SIX OF ONE AND HALF A DOZEN OF THE OTHER, GUV
.

“Does it help people?”

ON THE WHOLE MAYBE
.

But that hadn’t been what Gregory intended to ask; he’d just been boxed into it. Two things were clear: first, TAT had been programmed with an eye to social policy; what was true merged into what it was deemed useful—or at least not harmful—to believe. Second, the machine wasn’t merely a humming repository of answers. Part of its psychotherapy function was to cajole you into
asking your questions more accurately. Quite right, thought Gregory: a careful question is, after all, a sort of answer.

So what were the questions? Is death absolute? Is religion true? Yes, No; No, Yes—which do you prefer? Unless, Gregory thought, unless … what if the answer to both were Yes?

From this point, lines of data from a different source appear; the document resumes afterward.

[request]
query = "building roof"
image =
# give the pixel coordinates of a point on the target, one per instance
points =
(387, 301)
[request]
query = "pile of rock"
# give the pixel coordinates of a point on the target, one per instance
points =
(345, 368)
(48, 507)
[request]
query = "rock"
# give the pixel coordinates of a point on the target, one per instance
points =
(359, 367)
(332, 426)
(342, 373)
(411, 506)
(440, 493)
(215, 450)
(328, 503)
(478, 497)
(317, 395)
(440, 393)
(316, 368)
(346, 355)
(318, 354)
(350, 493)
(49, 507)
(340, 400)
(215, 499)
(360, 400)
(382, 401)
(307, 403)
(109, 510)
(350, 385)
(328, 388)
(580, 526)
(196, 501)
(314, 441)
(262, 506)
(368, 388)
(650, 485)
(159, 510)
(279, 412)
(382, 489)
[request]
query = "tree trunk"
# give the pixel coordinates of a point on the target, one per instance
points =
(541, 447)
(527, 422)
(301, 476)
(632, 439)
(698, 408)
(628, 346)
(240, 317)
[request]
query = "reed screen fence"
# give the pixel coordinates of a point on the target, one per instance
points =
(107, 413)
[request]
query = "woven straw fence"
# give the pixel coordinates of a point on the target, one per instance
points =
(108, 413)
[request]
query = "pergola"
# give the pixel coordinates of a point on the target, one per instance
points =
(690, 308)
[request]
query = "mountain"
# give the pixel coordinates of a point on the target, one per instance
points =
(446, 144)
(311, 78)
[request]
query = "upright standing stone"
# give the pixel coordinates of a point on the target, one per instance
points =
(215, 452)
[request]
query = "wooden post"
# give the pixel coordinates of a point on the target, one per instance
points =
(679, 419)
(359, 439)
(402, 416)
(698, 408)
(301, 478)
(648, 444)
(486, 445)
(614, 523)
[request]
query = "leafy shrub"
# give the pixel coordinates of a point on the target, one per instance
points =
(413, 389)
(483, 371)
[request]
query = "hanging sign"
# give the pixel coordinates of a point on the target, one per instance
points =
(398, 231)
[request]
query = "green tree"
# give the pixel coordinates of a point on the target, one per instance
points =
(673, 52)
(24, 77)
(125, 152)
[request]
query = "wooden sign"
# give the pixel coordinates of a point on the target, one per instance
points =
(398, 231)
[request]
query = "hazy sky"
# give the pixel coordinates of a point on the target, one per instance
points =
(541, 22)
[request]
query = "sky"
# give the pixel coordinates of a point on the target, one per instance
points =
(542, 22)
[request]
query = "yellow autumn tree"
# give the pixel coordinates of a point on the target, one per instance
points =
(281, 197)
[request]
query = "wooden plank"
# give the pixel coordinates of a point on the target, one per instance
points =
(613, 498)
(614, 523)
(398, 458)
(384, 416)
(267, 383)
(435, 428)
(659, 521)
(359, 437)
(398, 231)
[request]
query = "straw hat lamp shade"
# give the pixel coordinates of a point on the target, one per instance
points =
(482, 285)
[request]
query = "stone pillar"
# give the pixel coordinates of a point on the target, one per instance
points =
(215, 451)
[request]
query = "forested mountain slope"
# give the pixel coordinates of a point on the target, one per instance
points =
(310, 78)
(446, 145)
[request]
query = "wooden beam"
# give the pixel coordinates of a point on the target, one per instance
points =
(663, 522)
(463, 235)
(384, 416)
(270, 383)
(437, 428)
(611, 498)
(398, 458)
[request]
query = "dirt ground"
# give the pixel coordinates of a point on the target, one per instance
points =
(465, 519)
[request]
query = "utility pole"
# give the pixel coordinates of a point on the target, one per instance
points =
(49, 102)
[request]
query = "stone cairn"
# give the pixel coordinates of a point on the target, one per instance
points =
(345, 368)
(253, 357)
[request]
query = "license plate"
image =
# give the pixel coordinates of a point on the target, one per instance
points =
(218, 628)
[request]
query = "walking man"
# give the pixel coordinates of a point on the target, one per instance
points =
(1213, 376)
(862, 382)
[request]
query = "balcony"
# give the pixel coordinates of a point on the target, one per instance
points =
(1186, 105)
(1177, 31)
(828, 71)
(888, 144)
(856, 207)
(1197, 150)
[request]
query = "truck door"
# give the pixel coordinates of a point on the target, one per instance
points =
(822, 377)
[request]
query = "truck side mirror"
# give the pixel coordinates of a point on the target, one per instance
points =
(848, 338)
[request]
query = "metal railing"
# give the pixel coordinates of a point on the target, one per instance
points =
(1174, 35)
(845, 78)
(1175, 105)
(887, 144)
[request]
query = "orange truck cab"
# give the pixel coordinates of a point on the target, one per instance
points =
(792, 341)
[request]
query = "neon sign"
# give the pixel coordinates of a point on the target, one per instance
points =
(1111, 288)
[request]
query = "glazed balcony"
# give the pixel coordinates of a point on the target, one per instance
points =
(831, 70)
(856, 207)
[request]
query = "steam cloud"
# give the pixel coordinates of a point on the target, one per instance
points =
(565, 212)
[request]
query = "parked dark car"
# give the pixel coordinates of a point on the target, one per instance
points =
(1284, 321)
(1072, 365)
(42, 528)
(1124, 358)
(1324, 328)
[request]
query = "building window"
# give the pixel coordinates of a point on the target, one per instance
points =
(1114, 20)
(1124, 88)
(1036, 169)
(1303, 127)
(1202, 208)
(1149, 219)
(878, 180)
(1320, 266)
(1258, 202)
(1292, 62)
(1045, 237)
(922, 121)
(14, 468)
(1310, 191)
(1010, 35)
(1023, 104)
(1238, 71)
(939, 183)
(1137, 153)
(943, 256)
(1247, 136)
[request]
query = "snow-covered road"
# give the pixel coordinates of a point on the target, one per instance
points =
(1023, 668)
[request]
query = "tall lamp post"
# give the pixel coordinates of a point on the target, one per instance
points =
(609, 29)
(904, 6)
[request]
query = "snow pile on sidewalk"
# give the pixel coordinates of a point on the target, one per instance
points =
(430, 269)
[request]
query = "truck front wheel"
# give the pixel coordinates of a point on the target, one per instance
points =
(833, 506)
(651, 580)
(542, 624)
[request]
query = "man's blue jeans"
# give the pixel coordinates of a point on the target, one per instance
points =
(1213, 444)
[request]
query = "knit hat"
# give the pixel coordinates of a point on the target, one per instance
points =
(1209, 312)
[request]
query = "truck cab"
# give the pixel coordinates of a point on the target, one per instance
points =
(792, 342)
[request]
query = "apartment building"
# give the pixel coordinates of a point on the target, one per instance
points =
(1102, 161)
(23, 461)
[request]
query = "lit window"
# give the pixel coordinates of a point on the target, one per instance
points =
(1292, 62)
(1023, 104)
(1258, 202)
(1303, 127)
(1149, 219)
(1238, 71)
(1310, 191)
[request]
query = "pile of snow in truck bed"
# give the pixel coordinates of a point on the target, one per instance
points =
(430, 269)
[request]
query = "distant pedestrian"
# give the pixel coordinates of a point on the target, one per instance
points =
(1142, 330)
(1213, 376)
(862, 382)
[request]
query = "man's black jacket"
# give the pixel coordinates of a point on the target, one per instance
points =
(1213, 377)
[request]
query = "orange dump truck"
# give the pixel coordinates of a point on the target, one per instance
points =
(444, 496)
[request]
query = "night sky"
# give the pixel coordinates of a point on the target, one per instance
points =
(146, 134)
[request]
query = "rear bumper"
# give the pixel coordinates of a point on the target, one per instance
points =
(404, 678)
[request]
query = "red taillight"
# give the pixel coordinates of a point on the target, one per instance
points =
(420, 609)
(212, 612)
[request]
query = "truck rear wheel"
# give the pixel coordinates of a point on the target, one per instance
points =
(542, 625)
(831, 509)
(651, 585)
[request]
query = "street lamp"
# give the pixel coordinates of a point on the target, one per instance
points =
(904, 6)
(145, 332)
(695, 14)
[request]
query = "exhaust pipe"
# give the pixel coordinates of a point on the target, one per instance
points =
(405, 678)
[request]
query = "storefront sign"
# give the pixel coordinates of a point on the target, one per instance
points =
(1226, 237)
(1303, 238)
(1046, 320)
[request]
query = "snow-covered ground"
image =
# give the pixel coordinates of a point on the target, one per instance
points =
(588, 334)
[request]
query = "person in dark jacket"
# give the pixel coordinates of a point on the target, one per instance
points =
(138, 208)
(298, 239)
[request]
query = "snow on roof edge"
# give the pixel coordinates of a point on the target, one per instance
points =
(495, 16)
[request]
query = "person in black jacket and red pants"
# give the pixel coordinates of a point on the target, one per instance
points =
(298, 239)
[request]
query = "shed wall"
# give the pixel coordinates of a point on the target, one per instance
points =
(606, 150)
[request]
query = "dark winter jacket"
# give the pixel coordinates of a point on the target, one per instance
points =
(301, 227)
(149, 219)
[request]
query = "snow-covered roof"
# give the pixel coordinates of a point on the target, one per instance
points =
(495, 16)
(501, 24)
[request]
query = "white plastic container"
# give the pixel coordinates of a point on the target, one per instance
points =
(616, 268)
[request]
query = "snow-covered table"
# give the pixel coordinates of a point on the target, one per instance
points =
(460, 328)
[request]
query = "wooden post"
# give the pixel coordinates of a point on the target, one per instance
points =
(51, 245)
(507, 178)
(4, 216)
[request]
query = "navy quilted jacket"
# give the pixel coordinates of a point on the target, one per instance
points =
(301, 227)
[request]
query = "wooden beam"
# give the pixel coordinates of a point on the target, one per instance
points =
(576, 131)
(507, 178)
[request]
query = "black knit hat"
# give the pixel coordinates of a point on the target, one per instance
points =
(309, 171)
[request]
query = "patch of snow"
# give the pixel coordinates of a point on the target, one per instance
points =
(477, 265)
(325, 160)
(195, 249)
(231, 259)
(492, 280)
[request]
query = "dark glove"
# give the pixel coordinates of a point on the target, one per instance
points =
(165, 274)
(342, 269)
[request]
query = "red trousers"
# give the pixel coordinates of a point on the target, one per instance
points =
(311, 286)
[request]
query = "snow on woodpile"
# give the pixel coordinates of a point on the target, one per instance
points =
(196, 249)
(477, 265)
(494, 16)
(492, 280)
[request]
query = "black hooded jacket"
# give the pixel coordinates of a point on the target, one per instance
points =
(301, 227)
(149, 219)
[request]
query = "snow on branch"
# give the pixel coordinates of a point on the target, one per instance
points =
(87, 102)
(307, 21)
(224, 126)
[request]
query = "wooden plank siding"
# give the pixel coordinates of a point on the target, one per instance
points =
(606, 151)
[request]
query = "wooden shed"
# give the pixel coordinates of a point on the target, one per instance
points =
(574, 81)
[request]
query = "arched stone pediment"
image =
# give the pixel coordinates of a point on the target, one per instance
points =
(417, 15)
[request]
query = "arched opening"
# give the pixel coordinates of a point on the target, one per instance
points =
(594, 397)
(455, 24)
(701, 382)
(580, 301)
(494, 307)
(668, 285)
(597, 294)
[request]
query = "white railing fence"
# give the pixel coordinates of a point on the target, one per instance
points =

He’d imagined an eternal life not dependent on God’s existence; what if the reverse were the case? Could religion be true and yet death still be absolute? That would be a sucker punch. He put this suggestion to TAT, which quickly answered,
NO HYPOTHETICALS
.

Gregory wasn’t surprised by the response; yet he continued to find the idea of hypotheticals enticing. The assumption had always been that either death was final or it was the prelude to the gold leaf and velvet cushions of life everlasting. There must be room, though, for something between these two propositions. There might be life everlasting, but only at the level, say, of a coma victim: perhaps the blissful vision of an NDE was all too literal, and being dead felt like being unconscious. Or again, there might be a life everlasting so designed that you soon began to long for unattainable death: in other words, the reverse of that daily human condition in which you feared death and longed for unattainable life everlasting.